C.4. Results: A total of 373 children (58% of the target 640) were enrolled and randomized to ED-plus-home (n=121), ED-only (n=126), or Enhanced usual care (n=126). Children were mostly boys (67%), black (64%), a third were Latino (31%), and most had public aid health insurance (80%). Retention through the 6-month follow-up visit was low (63%). We did not observe a significant between-group difference in the 6-month change in T-scores in primary outcomes comparing ED-plus-home vs. Enhanced usual care, ED-only vs. Enhanced usual care, and ED-plus-home vs. ED-only groups (adjusted odds ratio [OR] and 98% confidence intervals, CIs, for [1] higher Asthma Impact Scale score in children: OR = 0.68, 0.30 to 1.55, p=0.27; OR = 0.68, 0.31 to 1.45, p=0.22; and OR = 1.01, 0.47 to 2.19, p=0.97, respectively; [2] higher caregiver Satisfaction with Participation in Social Roles: OR = 0.80, 0.35 to 1.80, p=0.50; OR = 0.95, 0.44 to 2.06, p=0.86; and OR = 0.84, 0.39 to 1.83, p=0.60, respectively).

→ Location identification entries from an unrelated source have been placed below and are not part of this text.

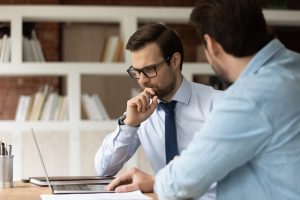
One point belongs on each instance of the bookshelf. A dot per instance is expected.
(69, 146)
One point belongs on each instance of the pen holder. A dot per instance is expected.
(6, 171)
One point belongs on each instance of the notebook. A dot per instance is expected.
(68, 188)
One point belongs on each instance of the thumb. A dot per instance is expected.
(153, 104)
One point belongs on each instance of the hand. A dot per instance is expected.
(131, 180)
(139, 107)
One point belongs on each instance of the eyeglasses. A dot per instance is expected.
(149, 71)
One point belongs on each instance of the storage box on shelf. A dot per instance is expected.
(74, 142)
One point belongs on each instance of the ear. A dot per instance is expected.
(212, 46)
(175, 60)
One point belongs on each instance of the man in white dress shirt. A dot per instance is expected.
(157, 56)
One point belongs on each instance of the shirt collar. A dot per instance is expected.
(261, 57)
(183, 93)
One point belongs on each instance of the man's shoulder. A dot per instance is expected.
(201, 88)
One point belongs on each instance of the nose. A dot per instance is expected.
(143, 79)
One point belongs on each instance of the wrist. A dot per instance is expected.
(122, 119)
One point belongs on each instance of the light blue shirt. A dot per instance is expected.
(194, 104)
(250, 144)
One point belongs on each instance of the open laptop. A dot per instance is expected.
(68, 188)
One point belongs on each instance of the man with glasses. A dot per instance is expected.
(157, 57)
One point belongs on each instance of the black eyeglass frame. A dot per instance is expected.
(152, 67)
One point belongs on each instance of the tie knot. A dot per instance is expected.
(168, 107)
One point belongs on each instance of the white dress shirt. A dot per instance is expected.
(194, 103)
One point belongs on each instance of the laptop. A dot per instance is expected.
(69, 188)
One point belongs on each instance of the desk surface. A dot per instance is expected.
(26, 191)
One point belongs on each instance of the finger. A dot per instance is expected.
(149, 91)
(153, 104)
(145, 100)
(112, 185)
(118, 180)
(127, 188)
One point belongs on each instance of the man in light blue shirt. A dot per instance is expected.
(250, 142)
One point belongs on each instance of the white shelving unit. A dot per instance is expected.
(74, 129)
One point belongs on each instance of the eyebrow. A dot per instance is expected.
(151, 65)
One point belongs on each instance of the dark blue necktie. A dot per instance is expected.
(170, 131)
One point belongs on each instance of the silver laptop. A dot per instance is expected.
(68, 188)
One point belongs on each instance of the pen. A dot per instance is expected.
(2, 149)
(9, 149)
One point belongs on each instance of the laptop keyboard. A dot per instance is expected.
(78, 187)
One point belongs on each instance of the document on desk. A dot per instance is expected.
(136, 195)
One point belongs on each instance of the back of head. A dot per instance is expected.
(237, 25)
(167, 40)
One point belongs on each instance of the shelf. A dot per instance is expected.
(6, 126)
(75, 134)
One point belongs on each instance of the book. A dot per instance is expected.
(91, 108)
(109, 49)
(38, 47)
(100, 106)
(4, 48)
(27, 50)
(62, 180)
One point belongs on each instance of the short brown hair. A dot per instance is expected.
(167, 40)
(238, 25)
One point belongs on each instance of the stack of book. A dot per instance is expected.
(32, 49)
(43, 105)
(93, 108)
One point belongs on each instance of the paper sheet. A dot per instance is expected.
(136, 195)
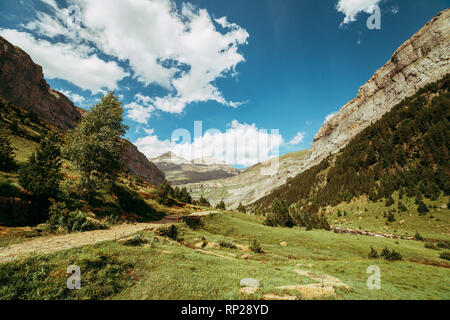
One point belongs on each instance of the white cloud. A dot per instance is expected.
(76, 98)
(298, 138)
(179, 49)
(351, 8)
(65, 61)
(137, 112)
(330, 116)
(240, 144)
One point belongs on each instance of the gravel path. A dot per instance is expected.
(54, 243)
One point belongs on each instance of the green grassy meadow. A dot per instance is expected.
(166, 269)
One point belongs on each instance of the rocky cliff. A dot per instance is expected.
(421, 60)
(22, 83)
(138, 163)
(181, 171)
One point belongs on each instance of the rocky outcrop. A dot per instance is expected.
(181, 171)
(138, 163)
(22, 83)
(421, 60)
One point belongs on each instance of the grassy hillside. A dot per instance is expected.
(131, 199)
(400, 164)
(167, 269)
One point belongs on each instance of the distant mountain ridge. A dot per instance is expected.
(22, 83)
(421, 60)
(181, 171)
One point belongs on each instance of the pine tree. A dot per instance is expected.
(95, 147)
(41, 174)
(7, 161)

The discharge instructions were significantly more likely to be consistent with guidelines in the ED-plus-home and in the ED-only groups compared with the Enhanced usual care group: 1) use of systemic corticosteroids (98 vs. 61%, p<0.0001; and 99 vs. 61%, p<0.0001, respectively); 2) use of inhaled corticosteroid or other controller (72 vs. 41%, p<0.0001; 63 vs. 41%, p=0.0004, respectively); 3) use of inhaled rescue medications (98 vs. 85%, p=0.0005; and 99 vs. 85%, p<0.0001, respectively); and 4) providing a follow-up appointment within 4 weeks (46 vs. 8%, p<0.0001; and 49 vs. 8%, p<0.0001, respectively); none of the differences between the ED-plus-home and ED-only group were significant. Also, a higher proportion of participants filled prescriptions for inhaled corticosteroids or other controllers within 7 days of ED discharge in the ED-plus-home group (71%) compared to both the ED-only (45%, p=0.0003) and the Enhanced usual care (42%, p<0.0001) groups. We also noted a higher proportion of children attending an outpatient visit with their asthma provider within 4 weeks of ED discharge in the ED-plus-home (51%) compared to the Enhanced usual care (32%, p=0.005) group.

C.5. Conclusions: We did not observe significant benefits of the ED-only and ED-plus-home interventions on primary outcomes in children and in caregivers compared to Enhanced usual care. However, recruitment and retention in the trial proved to be challenging and we were therefore underpowered to exclude the important differences between groups in these primary outcomes. We did observe significant improvements in the quality of ED discharge instructions and participant-self management practices after ED discharge in the ED-only and ED-plus-home groups.

C6. Study limitations: Due to insufficient enrollment (373 [58%] of the target 640 randomizations) and lower than acceptable retention (263 [63%] of 373 participants completed the 6-month follow-up visit), we cannot exclude important effects of the ED-only and ED-plus-home interventions on the pre-specified primary clinical outcomes.